5

I'm working on the multithreading implementation of a library. In one module of this library there are some global variables (very often used in the program execution). In order to make the access to those variables more safe, I declared them using the Thread-local storage (TLS) keyword __declspec(thread).

Here is the call to the library external function. This function uses the module with the global variables:

for(i = 0; i<n_cores; i++)
    hth[i] = (HANDLE)_beginthread((void(*)(void*))MT_Interface_DimenMultiCells,0,(void*)&inputSet[i]);

In this way I guess all the variables used in the library will be duplicated for each thread.

When I run the program on a x8 cores processor, the time required to complete the operation doesn't go further than 1/3 the time needed for the single process implementation.

I know that it is impossible to reach 1/8 of the time, but i thought that at least 1/6 was reachable.

The question is: are those __declspec(thread) variables the cause of so bad performances?

Adrian Mole
  • 49,934
  • 160
  • 51
  • 83
Beppe
  • 381
  • 2
  • 7
  • 15
  • Are you still on StackOverflow? If so, perhaps you could let us know what your conclusion was: Did you measure the performance with and without thread local variables? Is so, what difference did it make? Or did something else solve the problem? – PJTraill May 22 '15 at 12:27

2 Answers2

6

If you declare them as __declspec(thread) where they were previously global, then you have changed the meaning of the program, as well as its performance characteristics.

When the variable was a global there was a single copy that each thread referred to. As a thread local, each separate thread has its own variable and changes to that thread local variable are only visible in that thread.

Assuming that you really want thread local then it is true that reading and writing thread local variables is more expensive than normal variables. Whenever you are faced with an operation that takes a long time to perform, the best solution is to stop doing it at all. In this case there are two obvious ways to do so:

  1. Pass the variable around as a parameter so that it resides on the stack. Accessing stack variables is quick.
  2. If you have functions that read and write this variable a lot, then take a copy of it at the start of the function (into a local variable), work on that local variable, and then on return, write it back to the thread local.

Of these options the former is usually to be preferred. Option 2 has the big weakness that it can't easily be applied if the function calls another function that uses this variable.

Option 1 basically amounts to not using global variables (thread locals are a form of global).

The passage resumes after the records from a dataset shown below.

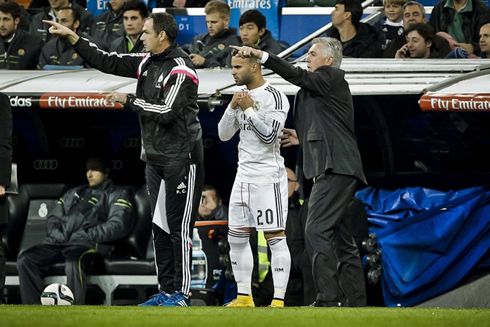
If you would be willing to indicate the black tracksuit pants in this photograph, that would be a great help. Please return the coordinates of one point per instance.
(337, 267)
(175, 194)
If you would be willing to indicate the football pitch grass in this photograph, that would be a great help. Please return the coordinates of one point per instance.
(125, 316)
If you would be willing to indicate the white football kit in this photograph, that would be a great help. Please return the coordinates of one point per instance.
(259, 197)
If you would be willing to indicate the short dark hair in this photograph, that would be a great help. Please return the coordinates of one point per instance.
(208, 187)
(253, 16)
(415, 3)
(163, 21)
(136, 5)
(218, 6)
(98, 164)
(10, 8)
(425, 30)
(74, 13)
(355, 9)
(234, 52)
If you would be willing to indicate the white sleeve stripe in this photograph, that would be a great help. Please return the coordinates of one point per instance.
(151, 107)
(277, 97)
(174, 90)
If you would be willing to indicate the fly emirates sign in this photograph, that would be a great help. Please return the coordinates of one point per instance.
(479, 102)
(76, 100)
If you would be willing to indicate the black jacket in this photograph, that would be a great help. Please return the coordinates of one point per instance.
(365, 44)
(441, 48)
(166, 100)
(323, 118)
(107, 27)
(41, 29)
(215, 50)
(441, 17)
(5, 151)
(120, 45)
(23, 52)
(59, 52)
(91, 216)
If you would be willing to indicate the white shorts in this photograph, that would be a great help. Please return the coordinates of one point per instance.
(260, 206)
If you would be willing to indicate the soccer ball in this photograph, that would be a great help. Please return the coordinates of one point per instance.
(57, 294)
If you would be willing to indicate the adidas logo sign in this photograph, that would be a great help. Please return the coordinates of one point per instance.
(182, 188)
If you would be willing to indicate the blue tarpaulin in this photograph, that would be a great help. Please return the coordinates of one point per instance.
(430, 240)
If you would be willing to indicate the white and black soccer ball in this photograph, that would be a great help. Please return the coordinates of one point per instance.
(57, 294)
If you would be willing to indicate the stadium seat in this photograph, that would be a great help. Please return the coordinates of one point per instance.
(27, 219)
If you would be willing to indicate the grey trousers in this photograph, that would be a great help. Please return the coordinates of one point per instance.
(34, 263)
(337, 267)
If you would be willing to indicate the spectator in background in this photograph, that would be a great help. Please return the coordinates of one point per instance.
(108, 26)
(59, 51)
(5, 171)
(211, 49)
(212, 207)
(359, 40)
(414, 12)
(49, 13)
(485, 41)
(134, 14)
(18, 49)
(391, 25)
(45, 3)
(181, 3)
(420, 43)
(462, 20)
(84, 224)
(25, 19)
(253, 30)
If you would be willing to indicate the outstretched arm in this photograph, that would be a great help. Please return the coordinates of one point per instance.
(228, 125)
(112, 63)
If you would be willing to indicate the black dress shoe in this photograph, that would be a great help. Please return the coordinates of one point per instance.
(323, 304)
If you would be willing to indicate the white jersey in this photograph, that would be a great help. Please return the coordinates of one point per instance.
(259, 158)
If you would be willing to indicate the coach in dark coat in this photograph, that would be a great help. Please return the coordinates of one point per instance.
(5, 168)
(324, 120)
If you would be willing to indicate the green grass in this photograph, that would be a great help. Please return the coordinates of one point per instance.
(123, 316)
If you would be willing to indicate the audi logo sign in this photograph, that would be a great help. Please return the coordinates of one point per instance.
(72, 142)
(132, 142)
(45, 164)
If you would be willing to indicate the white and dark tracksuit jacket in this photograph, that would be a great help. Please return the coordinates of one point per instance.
(166, 102)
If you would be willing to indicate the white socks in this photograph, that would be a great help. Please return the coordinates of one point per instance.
(280, 265)
(242, 260)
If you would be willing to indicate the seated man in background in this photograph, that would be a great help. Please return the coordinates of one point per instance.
(81, 228)
(390, 26)
(211, 49)
(134, 14)
(413, 13)
(485, 41)
(108, 25)
(49, 13)
(25, 19)
(212, 207)
(358, 40)
(462, 20)
(18, 49)
(253, 30)
(58, 51)
(420, 43)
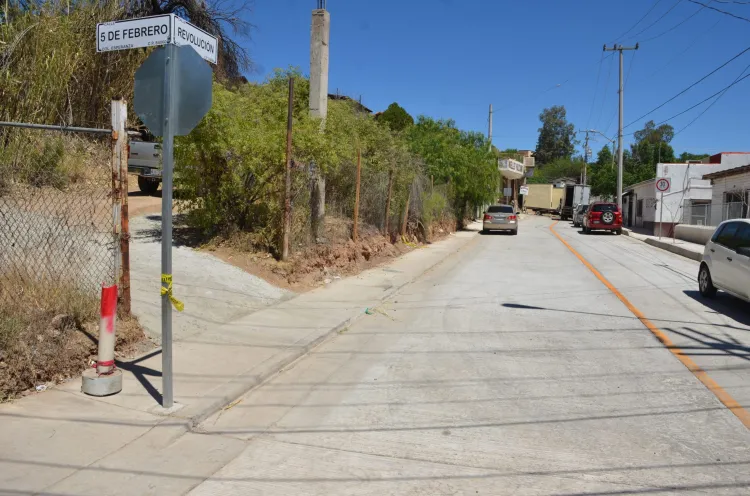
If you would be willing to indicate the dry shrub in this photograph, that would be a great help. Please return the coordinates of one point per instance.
(54, 159)
(48, 334)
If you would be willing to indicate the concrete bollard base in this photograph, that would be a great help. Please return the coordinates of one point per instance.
(101, 385)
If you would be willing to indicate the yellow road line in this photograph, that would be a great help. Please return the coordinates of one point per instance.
(726, 399)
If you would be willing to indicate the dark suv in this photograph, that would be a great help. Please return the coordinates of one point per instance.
(603, 216)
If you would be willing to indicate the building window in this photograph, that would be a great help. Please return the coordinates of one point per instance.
(735, 205)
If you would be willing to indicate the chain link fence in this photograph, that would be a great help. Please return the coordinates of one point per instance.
(429, 206)
(57, 215)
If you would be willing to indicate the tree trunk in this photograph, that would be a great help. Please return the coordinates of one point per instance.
(318, 207)
(388, 203)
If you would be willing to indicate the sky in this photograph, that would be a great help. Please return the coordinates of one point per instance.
(453, 58)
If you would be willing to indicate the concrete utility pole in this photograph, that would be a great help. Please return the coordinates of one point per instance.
(620, 49)
(586, 152)
(319, 49)
(489, 131)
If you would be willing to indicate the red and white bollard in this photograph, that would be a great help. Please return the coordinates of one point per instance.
(105, 378)
(105, 362)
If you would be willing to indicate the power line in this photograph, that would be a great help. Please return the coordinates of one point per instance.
(653, 23)
(699, 103)
(676, 25)
(720, 11)
(625, 86)
(689, 87)
(596, 90)
(724, 92)
(696, 39)
(639, 20)
(604, 95)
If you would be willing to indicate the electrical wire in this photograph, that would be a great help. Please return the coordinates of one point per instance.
(624, 87)
(606, 87)
(689, 87)
(638, 22)
(720, 11)
(676, 25)
(596, 90)
(691, 45)
(699, 103)
(656, 21)
(724, 92)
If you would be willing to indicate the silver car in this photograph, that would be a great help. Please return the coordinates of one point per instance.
(578, 214)
(726, 260)
(500, 218)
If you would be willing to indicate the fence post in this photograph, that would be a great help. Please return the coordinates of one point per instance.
(388, 202)
(287, 205)
(356, 195)
(119, 118)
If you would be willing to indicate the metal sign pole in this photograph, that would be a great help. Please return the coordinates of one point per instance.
(661, 214)
(166, 228)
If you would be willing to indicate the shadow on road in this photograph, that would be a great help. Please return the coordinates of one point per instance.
(724, 304)
(182, 234)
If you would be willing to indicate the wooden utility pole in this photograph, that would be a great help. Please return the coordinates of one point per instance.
(356, 196)
(388, 201)
(120, 177)
(287, 221)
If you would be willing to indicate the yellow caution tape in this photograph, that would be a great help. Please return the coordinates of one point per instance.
(167, 279)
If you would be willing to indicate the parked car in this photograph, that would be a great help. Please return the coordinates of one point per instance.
(500, 218)
(726, 261)
(603, 216)
(144, 159)
(578, 215)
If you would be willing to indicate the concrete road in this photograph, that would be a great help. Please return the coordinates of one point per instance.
(510, 369)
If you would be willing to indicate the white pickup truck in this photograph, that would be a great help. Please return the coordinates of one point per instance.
(144, 159)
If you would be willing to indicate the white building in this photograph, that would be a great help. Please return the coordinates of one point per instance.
(730, 193)
(687, 201)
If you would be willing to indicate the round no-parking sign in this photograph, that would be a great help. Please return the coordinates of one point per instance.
(663, 184)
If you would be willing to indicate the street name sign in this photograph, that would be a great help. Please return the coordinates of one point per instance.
(172, 94)
(151, 31)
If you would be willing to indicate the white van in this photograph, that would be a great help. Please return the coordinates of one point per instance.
(144, 159)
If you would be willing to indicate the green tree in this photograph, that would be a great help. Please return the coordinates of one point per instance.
(685, 156)
(651, 147)
(396, 117)
(556, 136)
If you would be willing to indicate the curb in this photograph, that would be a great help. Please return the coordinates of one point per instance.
(676, 249)
(238, 388)
(670, 247)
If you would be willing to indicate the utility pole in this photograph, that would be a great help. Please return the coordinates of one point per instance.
(489, 131)
(585, 156)
(620, 49)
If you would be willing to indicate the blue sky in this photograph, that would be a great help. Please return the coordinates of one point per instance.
(452, 58)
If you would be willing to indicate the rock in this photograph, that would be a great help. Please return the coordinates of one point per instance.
(62, 321)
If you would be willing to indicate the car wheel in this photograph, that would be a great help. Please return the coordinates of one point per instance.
(147, 185)
(705, 284)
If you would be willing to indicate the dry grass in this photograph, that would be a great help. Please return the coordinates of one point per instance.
(48, 334)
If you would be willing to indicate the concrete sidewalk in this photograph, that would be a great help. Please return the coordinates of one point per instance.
(689, 250)
(63, 442)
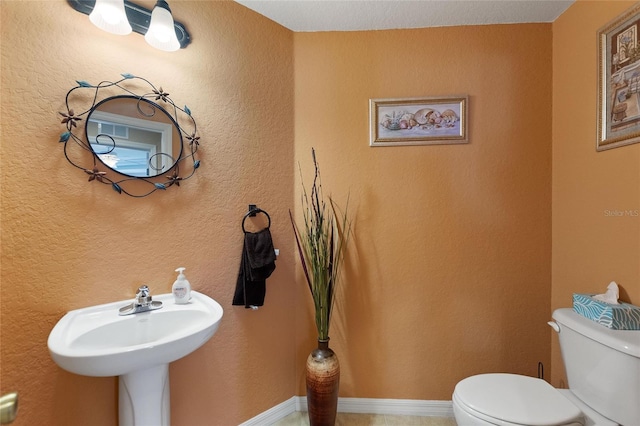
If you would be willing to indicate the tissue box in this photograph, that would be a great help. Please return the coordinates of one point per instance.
(616, 317)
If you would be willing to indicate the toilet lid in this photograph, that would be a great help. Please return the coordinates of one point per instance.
(516, 399)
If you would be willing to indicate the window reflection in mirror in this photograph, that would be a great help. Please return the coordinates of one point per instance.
(133, 136)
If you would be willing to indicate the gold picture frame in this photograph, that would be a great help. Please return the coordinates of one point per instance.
(418, 121)
(619, 81)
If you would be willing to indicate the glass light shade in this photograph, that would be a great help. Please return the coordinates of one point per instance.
(162, 33)
(109, 15)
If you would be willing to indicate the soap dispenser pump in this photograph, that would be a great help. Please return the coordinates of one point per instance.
(181, 288)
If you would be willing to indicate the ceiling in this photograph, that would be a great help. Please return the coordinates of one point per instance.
(358, 15)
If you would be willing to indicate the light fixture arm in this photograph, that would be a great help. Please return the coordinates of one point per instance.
(138, 16)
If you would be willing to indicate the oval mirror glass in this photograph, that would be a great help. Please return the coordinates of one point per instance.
(134, 136)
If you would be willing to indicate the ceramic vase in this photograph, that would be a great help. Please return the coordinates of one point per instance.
(323, 382)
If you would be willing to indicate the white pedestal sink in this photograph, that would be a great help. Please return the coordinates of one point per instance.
(97, 341)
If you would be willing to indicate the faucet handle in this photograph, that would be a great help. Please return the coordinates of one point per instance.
(142, 296)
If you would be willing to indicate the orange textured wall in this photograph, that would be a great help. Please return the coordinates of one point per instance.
(69, 243)
(590, 247)
(450, 272)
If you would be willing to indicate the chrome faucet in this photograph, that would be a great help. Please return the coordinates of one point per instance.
(142, 303)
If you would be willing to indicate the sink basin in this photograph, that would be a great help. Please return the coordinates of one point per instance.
(96, 341)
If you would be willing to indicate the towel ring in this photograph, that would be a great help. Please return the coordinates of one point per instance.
(253, 212)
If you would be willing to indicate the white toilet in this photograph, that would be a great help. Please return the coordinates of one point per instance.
(603, 370)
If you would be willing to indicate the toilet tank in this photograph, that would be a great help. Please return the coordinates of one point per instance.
(602, 366)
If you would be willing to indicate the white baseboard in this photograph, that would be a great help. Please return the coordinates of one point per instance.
(404, 407)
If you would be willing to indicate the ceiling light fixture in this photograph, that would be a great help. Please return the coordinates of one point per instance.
(161, 34)
(139, 19)
(109, 15)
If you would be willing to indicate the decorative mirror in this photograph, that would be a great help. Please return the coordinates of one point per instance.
(139, 140)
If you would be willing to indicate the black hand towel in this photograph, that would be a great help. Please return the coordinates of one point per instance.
(256, 265)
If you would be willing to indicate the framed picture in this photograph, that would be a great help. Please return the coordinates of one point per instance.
(418, 121)
(619, 82)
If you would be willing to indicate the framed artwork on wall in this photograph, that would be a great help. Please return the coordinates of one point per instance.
(418, 121)
(619, 81)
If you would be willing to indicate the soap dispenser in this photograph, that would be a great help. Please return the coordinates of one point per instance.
(181, 288)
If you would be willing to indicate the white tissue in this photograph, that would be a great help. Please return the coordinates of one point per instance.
(610, 296)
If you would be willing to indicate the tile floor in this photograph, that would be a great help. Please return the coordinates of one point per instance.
(300, 418)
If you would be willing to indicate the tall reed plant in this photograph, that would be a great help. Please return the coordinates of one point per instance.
(322, 242)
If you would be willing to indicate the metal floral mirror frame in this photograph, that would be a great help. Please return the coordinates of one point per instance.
(140, 141)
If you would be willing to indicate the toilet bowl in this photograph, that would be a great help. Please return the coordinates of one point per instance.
(602, 367)
(514, 400)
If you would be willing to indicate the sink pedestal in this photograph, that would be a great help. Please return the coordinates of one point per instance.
(144, 397)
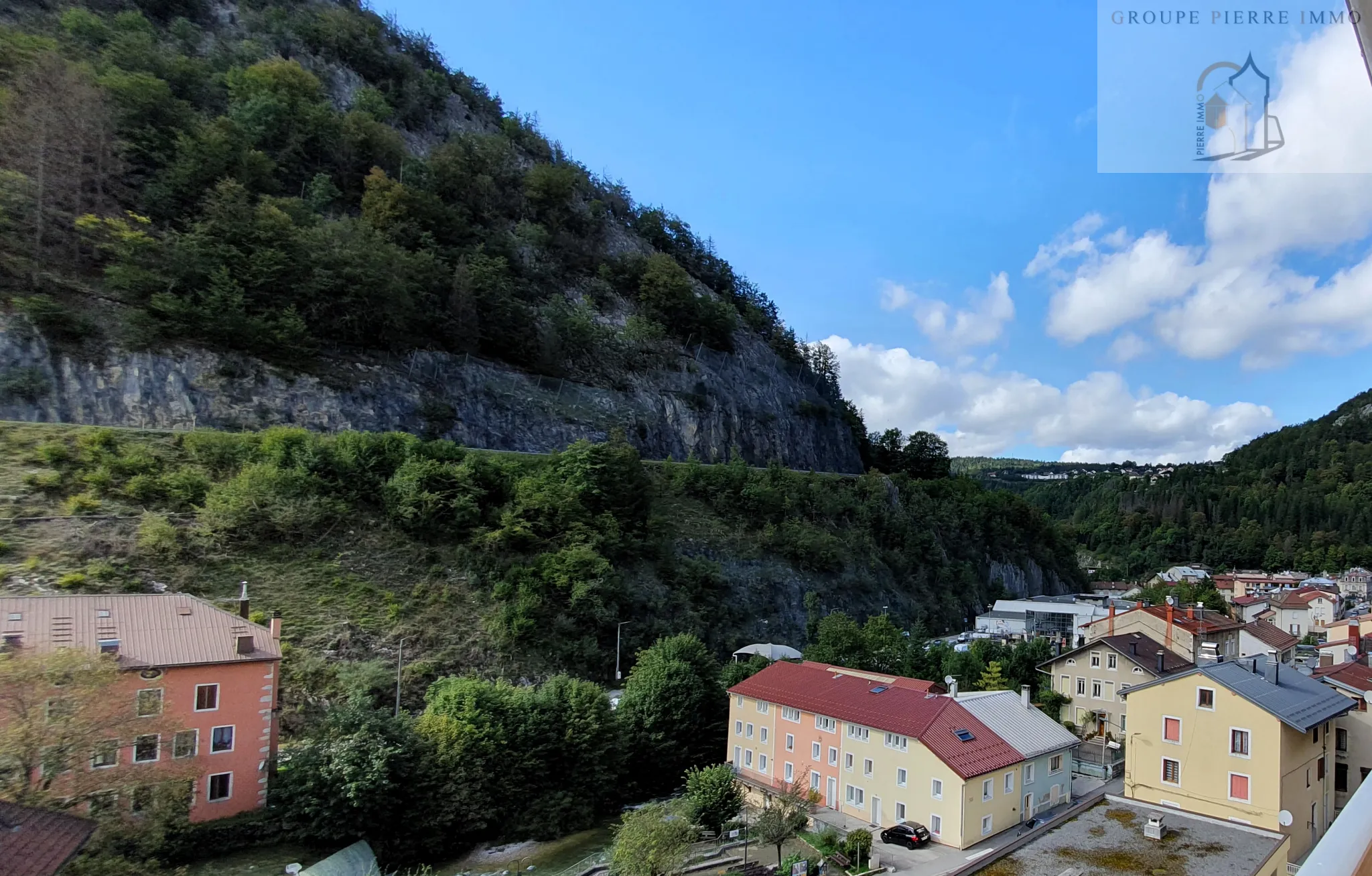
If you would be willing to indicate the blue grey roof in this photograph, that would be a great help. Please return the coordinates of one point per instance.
(1028, 731)
(1296, 699)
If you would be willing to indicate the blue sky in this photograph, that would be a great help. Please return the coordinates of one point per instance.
(874, 166)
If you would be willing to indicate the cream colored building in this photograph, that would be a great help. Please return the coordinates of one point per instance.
(1247, 742)
(885, 750)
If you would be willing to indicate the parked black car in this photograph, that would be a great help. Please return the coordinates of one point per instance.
(908, 834)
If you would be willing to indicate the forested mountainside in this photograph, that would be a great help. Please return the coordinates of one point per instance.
(1300, 497)
(501, 564)
(210, 201)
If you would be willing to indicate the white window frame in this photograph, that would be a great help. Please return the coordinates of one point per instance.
(234, 739)
(1162, 772)
(209, 783)
(1247, 739)
(1180, 731)
(195, 745)
(157, 749)
(216, 708)
(1228, 788)
(137, 699)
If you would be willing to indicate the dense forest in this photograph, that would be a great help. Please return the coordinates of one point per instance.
(1300, 497)
(280, 178)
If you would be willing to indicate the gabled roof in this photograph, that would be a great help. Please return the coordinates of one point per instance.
(39, 842)
(1296, 699)
(1270, 635)
(898, 708)
(153, 629)
(1028, 731)
(1142, 650)
(1357, 676)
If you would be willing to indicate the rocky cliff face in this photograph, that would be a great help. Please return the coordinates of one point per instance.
(708, 407)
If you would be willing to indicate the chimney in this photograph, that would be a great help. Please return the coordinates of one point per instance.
(1272, 666)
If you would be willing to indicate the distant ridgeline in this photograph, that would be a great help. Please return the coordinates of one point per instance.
(1300, 497)
(306, 184)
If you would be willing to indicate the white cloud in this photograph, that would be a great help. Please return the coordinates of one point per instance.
(1235, 294)
(950, 327)
(981, 412)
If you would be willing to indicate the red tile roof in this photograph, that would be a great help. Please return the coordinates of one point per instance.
(1270, 635)
(899, 709)
(43, 842)
(1355, 674)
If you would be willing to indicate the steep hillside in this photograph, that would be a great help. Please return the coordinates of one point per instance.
(1300, 497)
(498, 563)
(294, 212)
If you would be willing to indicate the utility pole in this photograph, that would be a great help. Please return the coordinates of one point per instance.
(619, 633)
(399, 662)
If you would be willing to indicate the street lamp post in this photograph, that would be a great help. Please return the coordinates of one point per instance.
(399, 664)
(619, 632)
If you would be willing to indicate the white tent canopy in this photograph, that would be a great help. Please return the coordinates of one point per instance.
(770, 651)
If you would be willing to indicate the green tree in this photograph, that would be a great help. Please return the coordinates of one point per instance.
(713, 796)
(673, 713)
(650, 840)
(992, 679)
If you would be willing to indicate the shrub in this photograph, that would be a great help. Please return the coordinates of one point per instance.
(78, 504)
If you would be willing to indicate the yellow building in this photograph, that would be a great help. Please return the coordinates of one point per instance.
(887, 749)
(1242, 741)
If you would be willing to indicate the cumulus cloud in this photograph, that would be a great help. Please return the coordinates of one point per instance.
(950, 327)
(983, 412)
(1237, 293)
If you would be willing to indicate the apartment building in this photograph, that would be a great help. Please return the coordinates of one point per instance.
(885, 749)
(1239, 741)
(1180, 631)
(1042, 742)
(206, 673)
(1353, 731)
(1097, 674)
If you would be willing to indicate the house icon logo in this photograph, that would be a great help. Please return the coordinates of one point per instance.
(1233, 119)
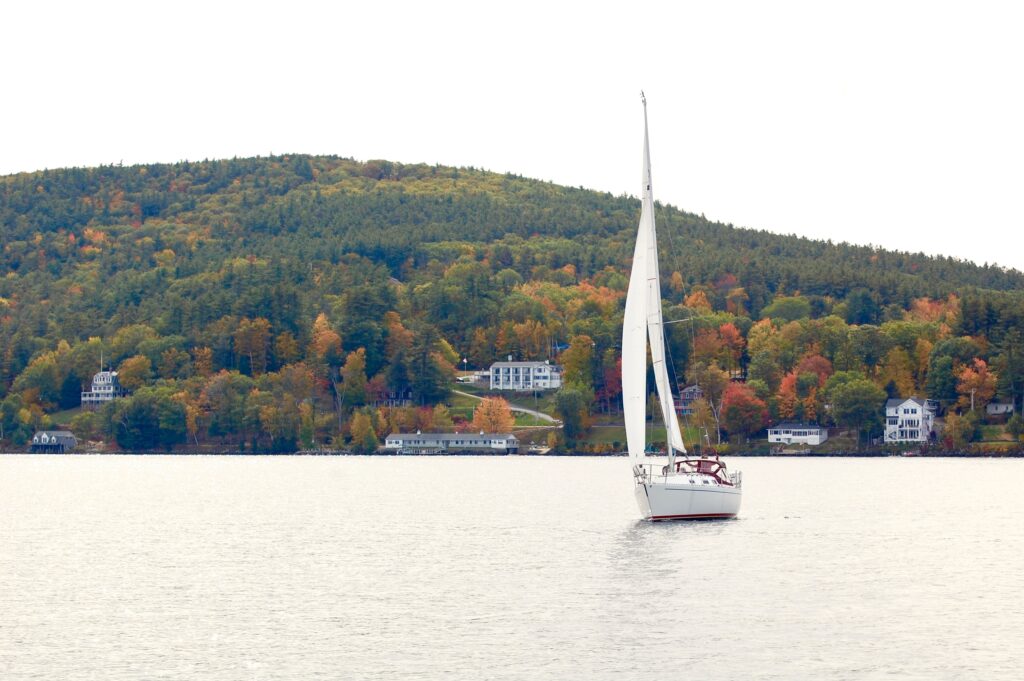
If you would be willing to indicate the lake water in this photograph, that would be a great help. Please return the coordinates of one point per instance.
(293, 567)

This all may be completely wide of the mark of course, because you have said so little about what your code is actually doing. If you want to solve a performance problem, you first have to identify where it is, and that means you need to measure.

David Heffernan
  • 601,492
  • 42
  • 1,072
  • 1,490
  • Thank you, I'm now pretty sure that the problem resides in the thread local variabile access time. I should try to implement the solution "1" and then test again the performances. – Beppe Feb 22 '11 at 11:19
5

And the answer is: you need to profile the application, and measure where the most time is being spent. If it turns out to be in functions that often reference the TLS data, then "maybe" could be the answer.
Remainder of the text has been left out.